An army of a hundred thousand men on the march would be a wonderful sight if one could see it, but the columns stretch too far to be visible all at once. They reach for miles, and woods or hills or valleys hide them. But occasionally we had impressive views from some height into the country below, over which the endless lines moved like vast serpents, and sometimes we had curious surprises. I remember how one day our regiment took an unfrequented road and we seemed to be alone. No other troops were in sight, and all day long we speculated upon our destination. Some thought we were being sent back to Washington for garrison duty; others that we were detached for some special, perhaps perilous, service. There were all sorts of surmises, but finally night came, and we camped on the hillside of a long and deep valley. We lighted our fires, and, in apparent response other fires began to twinkle from the hills beyond and beside us and from down in the valley, and, as it grew darker the fires increased in numbers and in brightness until, in every direction, as far as the eye could see, the lonely woods seemed changed as if by magic into a vast city. We were in the very midst of the great army; we had been marching with it all day.

Our first battle was that of Fredericksburg, and we went into it under every disadvantage. Our showy colonel was absent on sick-leave, our only field officer was our yet untried major; in fact, not a single one of our officers had ever been really under fire and, beside our imperfection in drill, we were wretchedly armed. In the haste to put us into the field we had been supplied with Harper's Ferry smooth-bore muskets, – antiquated weapons utterly unfit for modern warfare. We knew they were useless except at short range; we suspected that some of them would prove more dangerous to ourselves than to the enemy. The men despised them, and called them "stuffed clubs;" but they saved us from being sacrificed.

I was never prouder of my regiment than at the moment when we were ordered to the front. We had been for hours exposed to a long-range artillery fire, and one regiment after another of the brigade had been sent forward until we were left alone.
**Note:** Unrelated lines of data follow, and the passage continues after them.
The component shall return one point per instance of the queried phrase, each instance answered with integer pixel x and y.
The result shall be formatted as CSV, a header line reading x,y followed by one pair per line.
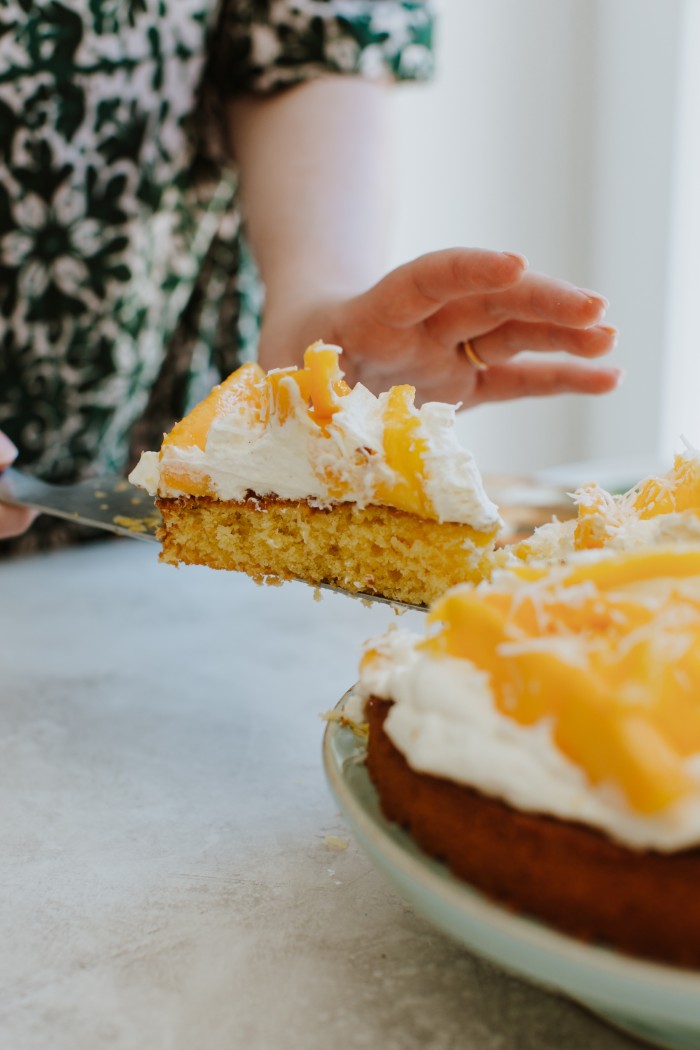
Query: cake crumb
x,y
335,842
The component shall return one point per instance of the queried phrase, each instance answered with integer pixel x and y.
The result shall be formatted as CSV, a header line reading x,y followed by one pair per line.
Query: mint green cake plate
x,y
659,1004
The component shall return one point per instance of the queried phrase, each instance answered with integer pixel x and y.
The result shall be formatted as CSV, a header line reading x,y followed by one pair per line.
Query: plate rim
x,y
643,981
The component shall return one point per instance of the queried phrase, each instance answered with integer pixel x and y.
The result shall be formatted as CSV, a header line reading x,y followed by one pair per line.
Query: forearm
x,y
316,177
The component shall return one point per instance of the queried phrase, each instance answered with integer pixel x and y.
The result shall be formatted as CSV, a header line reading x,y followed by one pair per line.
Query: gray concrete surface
x,y
167,880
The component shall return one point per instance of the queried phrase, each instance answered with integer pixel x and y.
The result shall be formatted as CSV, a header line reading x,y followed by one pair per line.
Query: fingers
x,y
513,337
14,521
534,299
419,289
7,452
533,379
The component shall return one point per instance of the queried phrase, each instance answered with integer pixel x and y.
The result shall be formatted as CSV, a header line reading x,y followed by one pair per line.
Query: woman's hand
x,y
412,326
13,520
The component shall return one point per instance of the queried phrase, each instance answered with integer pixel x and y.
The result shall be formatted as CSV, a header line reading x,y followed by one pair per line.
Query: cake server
x,y
108,502
111,503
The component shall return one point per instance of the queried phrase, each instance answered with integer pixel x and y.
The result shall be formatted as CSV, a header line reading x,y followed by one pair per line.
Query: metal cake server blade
x,y
107,503
111,503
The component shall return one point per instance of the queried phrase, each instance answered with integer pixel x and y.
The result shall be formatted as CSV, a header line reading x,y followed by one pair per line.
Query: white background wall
x,y
554,128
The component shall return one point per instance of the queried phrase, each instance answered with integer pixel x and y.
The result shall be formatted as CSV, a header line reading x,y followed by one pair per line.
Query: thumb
x,y
7,450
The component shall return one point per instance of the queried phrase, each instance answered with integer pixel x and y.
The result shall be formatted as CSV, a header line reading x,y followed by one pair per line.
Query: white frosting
x,y
295,460
445,722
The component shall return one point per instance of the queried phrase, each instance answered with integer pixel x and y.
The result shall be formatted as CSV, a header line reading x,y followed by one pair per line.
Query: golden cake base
x,y
640,901
377,550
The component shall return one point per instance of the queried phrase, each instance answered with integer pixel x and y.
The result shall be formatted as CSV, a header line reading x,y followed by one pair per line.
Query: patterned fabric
x,y
125,287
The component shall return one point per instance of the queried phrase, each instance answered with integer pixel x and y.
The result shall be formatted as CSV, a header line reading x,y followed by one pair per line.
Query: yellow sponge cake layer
x,y
373,549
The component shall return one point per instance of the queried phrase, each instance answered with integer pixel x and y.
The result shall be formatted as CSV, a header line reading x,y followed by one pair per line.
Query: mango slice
x,y
405,452
614,667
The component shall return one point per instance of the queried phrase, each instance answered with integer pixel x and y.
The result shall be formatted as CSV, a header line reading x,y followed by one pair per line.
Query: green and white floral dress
x,y
125,289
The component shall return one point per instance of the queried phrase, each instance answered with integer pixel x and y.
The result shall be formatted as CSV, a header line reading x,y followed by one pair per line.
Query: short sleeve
x,y
264,45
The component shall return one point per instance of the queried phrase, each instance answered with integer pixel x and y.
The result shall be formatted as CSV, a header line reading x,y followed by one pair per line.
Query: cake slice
x,y
544,739
293,475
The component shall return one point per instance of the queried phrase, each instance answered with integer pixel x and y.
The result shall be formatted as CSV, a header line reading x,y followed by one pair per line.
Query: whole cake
x,y
544,740
659,509
293,475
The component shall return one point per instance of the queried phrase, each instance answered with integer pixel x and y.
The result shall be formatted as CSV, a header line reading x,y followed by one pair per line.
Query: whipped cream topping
x,y
618,522
445,722
298,460
554,542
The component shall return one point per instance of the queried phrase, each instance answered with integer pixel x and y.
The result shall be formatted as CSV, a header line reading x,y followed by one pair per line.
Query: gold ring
x,y
473,356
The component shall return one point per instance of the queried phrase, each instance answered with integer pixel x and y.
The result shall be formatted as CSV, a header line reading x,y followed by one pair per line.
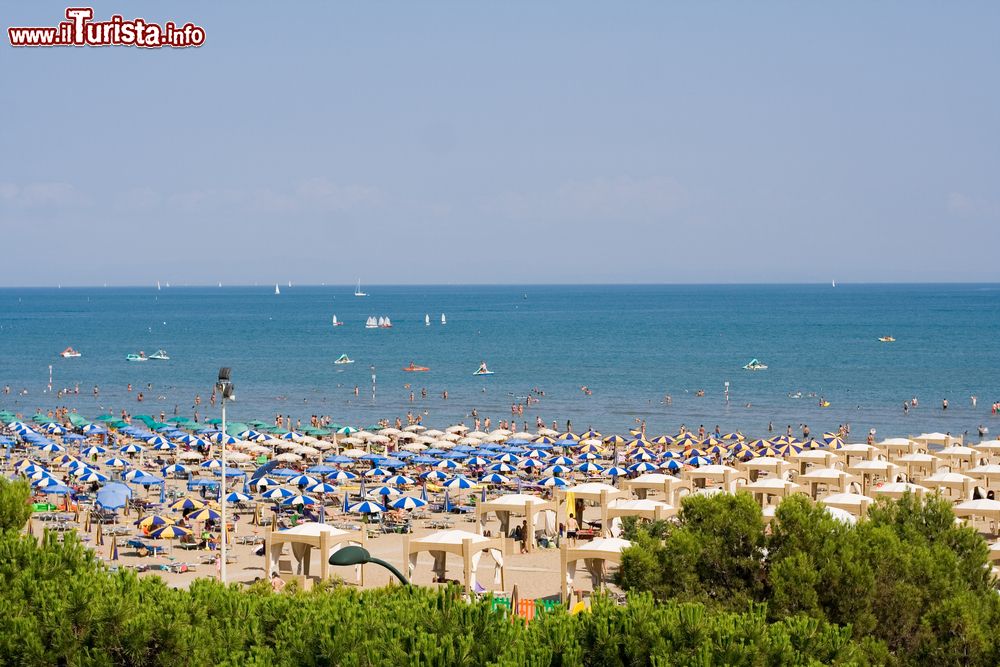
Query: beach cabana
x,y
595,555
470,547
303,539
668,485
517,504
We knew the helplessness of our inexperience and the uselessness of our old guns; yet when the command came there was no faltering. The men marched away with cheerful readiness, and in better line than we could often show on parade. But ere we reached the battle's bloody edge we were ordered back again. The commander of the brigade protested. He said that, armed and officered as we were, it would be sheer murder to send us in.

And so it happened that we saw that awful battle from afar, though for two days we endured one of the most trying of the ordeals which come to soldiers. We had to lie still and be shot at. Few indeed are hit by long-range artillery fire, but every catastrophe seems doubly dreadful because you see it all and can do nothing but wonder if it will be your turn next. You fall into a dolefully speculative mood and into watching for the sound of the howling shells. You can tell if one is coming your way, but never just how near. Sometimes a shot will strike close in front and cover you with a shower of gravel, or a shell will explode over your head and rend the air with demoniac shrieks of flying fragments. Death seems even nearer and more horrible than in close battle where you can do as well as suffer.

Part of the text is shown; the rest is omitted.